Guidelines-Based Heart Failure Prevention & Treatment

December 19, 2023
Guest: Nancy Albert, PhD, CCNS, CHFN, CCRN, NE-BC, FAHA

What are the latest guidelines for the prevention, diagnosis, and treatment of heart failure (HF)? Guest Nancy Albert, PhD, CCNS, CHFN, CCRN, NE-BC, FAHA, discusses new HF classifications, diagnostic strategies including BNP measurement, the four pillars of HF medications, and overcoming barriers to ensure the most effective treatment for our patients.

Episode Resources

Welcome to Heart to Heart Nurses, brought to you by the Preventive Cardiovascular Nurses Association. PCNA's mission is to promote nurses as leaders in cardiovascular disease prevention and management.

Geralyn Warfield (host): I'd like to welcome our audience today where we're going to have a conversation with Dr. Nancy Albert about heart failure. Dr. Albert, could you please introduce yourself to our audience?

Nancy Albert (guest): Sure. I'm Nancy Albert. I am from Cleveland Clinic in Cleveland, Ohio. I'm an Advanced Practice Nurse. I have a heart failure clinic I run on the main campus, and my main job is to be a nurse scientist. I am the Associate Chief Nursing Officer for Research and Innovation throughout our healthcare system in Cleveland and beyond.

Geralyn Warfield (host): Well, we have a great expert sitting across the table from us today, and we're going to start off our conversation talking a little about heart failure prevention. Why don't you tell us a little bit about what it's going to take for us to help our [00:01:00] patients prevent heart failure in the first place?

Nancy Albert (guest): It's really a great discussion we need to have about prevention because most people don't think about it. They think about diagnosis, and once they're diagnosed with heart failure, what are we going to do to prevent it from getting worse, to keep people alive, to keep them feeling like they've got a good quality of life?

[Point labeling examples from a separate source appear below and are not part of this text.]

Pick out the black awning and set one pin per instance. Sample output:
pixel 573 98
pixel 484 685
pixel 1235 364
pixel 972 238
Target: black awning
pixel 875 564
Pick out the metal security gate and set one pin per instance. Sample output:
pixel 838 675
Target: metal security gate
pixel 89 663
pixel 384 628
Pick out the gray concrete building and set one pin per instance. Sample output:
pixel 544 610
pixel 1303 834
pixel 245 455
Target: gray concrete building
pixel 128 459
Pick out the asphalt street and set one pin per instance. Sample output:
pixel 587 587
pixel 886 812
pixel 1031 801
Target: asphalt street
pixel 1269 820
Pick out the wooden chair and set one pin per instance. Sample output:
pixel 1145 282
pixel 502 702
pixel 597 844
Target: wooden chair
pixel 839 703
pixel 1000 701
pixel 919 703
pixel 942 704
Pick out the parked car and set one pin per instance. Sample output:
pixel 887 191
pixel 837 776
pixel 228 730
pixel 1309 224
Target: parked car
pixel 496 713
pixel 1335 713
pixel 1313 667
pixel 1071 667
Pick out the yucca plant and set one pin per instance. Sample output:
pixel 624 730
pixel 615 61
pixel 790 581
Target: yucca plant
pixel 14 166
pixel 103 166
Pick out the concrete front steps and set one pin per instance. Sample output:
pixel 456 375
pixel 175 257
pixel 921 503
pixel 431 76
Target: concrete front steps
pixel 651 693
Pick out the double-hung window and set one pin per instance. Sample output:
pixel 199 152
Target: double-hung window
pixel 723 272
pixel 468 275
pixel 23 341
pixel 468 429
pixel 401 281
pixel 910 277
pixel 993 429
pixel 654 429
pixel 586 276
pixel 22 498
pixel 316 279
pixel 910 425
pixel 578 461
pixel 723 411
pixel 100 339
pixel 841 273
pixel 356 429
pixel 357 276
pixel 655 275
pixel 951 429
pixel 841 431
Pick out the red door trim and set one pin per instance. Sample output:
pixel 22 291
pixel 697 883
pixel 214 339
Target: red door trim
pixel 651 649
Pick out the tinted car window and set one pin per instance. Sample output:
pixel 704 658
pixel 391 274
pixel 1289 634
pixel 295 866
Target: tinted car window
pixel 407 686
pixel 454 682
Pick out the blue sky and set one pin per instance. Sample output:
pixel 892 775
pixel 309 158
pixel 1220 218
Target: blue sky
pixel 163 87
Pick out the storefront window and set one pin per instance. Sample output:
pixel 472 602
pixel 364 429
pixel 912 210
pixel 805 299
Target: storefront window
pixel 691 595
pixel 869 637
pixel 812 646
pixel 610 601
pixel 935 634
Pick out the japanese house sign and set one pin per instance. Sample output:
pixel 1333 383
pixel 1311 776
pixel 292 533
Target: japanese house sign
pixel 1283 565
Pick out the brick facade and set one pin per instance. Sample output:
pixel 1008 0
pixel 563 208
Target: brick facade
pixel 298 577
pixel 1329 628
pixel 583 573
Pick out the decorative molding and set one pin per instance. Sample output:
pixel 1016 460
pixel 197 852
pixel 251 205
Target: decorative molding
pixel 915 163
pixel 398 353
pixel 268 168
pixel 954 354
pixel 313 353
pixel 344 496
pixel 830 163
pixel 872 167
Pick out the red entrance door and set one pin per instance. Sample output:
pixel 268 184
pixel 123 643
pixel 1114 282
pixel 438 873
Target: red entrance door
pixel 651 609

But we do need to think about prevention because heart failure is a big problem in the United States. It's one of the few cardiovascular diseases that's growing in rate, not decreasing in rates as some other cardiovascular diseases are. Along with atrial fib, it's the two, those are the two that are really increasing.

So, we need to think about prevention. And first of all, we need to think about a healthy lifestyle. So, we all know what that means. We may not all follow it, you know, is our weight in control? Are we physically active? Do we have a diet that would be more like a DASH diet, you know, fruits and vegetables, not the white carbs, you know, less red meat, [00:02:00] etc., so that we're eating healthy? So, we need to think about all of those types of things.

Are we a smoker? Can we quit smoking? You know, what are we doing day in and day out to not just exercise, but to be active, you know, in terms of walking.

So, I think we, and then we also need to think about the preventive factors. Do we get flu shots every year? Do we see a healthcare provider regularly to just even be able to understand if something is emerging that maybe we didn't sense?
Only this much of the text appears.